LEANING RICK IN PISA

The GPS in the van led us close to the Miracle Square, but we still couldn’t see the tower. We knew it wasn’t very tall, but as we neared the destination without any sightings we were a little worried. Then we rounded one corner of the main road, and there was an old wall with a gate entrance and a large grassy area on the other side. This I only caught in a glimpse as we went by. The real proof that we were at the right spot were the vendors. All of a sudden after rounding that corner we had gone from bland city road to row upon row, upon row of crowded, tented vendor stalls. “Yes!” Claudette and I almost exclaimed aloud. With a bunch a shysters selling all kinds of crap, this must indeed be the right place. We drove another half block before finding a parking stall and headed back to the entrance.

Never mind the varied, semi-sorted past of the Bell Tower, it was beautiful! The Cathedral, the Cemetery, the tower, and a museum were all finished in gorgeous marble with intricate styles and carvings. It was VERY impressive, even though I was well prepared to be impressed. We’re not quite talking about the seamless craftsmanship of the Taj Mahal mind you, but it was still fairly incredible. Claudette and I philosophically debated on who had originated the art of delicately etching precious and semi-precious stonework into marble. Both India and Italy had similar styles and reputations for doing this type of work. Obviously one had traded with the other some of these works, and the second one had picked up the concept and began doing it themselves. We had heard stories of Italian stores buying finished marble etched tables, shipping them North, and then selling them as Italian made works of art. The price was naturally tripled to account for realistic Italian craftsman prices. Wow, the Indians sure do work for cheap, on account of their economy being at a much lesser scale than Western countries. If only they had much better infrastructure throughout the country, they really would completely take over manufacturing and service from North America.

Back to the tower though… The lean was pretty dramatic, especially when walking sideways into the lean. It reminded me of the slanted, very narrow staircase of the Dome Walk for St. Peter’s Basilica. The steps were really worn on the edges in the center, just like the Basilica as well. Both sets of stairs were worn down about 0.7cm to almost 3cm deep in a bunch of areas. Granted there’s quite a huge number of daily visitors here all day long, throughout the year. They only sell tickets in pre-arranged time blocks, and after that forty minutes or so, everyone is booted down. This is to let the next group finish climbing from a staging area three-quarters of the way up.

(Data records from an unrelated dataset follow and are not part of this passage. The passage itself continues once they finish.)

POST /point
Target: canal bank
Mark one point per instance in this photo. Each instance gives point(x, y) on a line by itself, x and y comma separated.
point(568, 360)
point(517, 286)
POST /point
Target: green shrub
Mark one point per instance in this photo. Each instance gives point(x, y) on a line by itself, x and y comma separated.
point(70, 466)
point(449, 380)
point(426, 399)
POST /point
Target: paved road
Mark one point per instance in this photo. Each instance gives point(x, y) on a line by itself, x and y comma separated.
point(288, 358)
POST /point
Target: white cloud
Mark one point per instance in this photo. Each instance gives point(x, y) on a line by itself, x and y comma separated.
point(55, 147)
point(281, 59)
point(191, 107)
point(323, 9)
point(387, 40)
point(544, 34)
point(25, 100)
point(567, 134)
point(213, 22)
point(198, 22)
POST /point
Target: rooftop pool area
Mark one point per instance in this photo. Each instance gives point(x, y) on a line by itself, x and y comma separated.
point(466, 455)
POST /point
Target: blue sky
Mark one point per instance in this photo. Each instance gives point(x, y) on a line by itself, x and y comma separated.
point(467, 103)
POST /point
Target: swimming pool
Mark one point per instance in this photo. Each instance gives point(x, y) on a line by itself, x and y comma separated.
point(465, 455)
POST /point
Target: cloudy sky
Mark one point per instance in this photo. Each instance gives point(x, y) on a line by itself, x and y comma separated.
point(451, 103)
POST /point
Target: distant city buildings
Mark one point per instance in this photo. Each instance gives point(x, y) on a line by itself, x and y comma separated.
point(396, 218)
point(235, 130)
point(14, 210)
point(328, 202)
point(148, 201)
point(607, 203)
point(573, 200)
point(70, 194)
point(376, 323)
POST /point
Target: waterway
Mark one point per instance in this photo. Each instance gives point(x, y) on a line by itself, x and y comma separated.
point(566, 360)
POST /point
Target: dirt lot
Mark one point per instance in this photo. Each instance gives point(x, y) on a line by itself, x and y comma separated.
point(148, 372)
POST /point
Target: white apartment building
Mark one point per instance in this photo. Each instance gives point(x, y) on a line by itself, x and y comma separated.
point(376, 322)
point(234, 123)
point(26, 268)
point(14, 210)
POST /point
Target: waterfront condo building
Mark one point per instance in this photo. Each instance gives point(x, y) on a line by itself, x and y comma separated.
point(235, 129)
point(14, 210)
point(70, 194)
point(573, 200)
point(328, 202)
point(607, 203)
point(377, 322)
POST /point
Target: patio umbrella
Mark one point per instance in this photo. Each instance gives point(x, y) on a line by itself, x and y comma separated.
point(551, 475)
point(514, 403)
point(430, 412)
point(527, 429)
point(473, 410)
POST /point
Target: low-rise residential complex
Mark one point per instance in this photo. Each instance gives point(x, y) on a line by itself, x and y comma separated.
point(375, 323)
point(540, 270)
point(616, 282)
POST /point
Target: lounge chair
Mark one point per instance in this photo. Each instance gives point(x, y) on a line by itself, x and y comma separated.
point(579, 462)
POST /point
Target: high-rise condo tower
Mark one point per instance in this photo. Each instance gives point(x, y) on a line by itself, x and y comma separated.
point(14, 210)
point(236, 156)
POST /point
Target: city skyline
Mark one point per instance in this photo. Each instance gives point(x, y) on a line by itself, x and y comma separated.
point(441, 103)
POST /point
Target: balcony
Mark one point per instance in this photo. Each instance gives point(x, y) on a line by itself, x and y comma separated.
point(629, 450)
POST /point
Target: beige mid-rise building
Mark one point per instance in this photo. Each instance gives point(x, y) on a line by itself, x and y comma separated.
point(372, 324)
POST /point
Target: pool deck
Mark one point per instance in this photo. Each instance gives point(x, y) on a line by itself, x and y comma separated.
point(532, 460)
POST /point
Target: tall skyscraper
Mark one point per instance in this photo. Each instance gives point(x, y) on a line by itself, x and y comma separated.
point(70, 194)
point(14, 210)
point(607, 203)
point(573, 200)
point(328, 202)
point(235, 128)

We took some pictures, but NOT the traditional holding up the tower ones. Before our scheduled time we had gone through the Cathedral which was pretty spectacular. It had all sorts of amazing paintings, mosaics and carvings, but we were hard to impress after seeing the majestic grand scale of art at St. Peter’s in Rome. After climbing the tower we toured the cemetery which was pretty interesting and very unique. It was in a long term state of restoration, but the graves were laid out in a large outer rectangle with an inner, “undead” courtyard of grass, small trees and benches for worshipers to relax in. On the way out we took our time going through the hawkers booths amidst some light rain falling.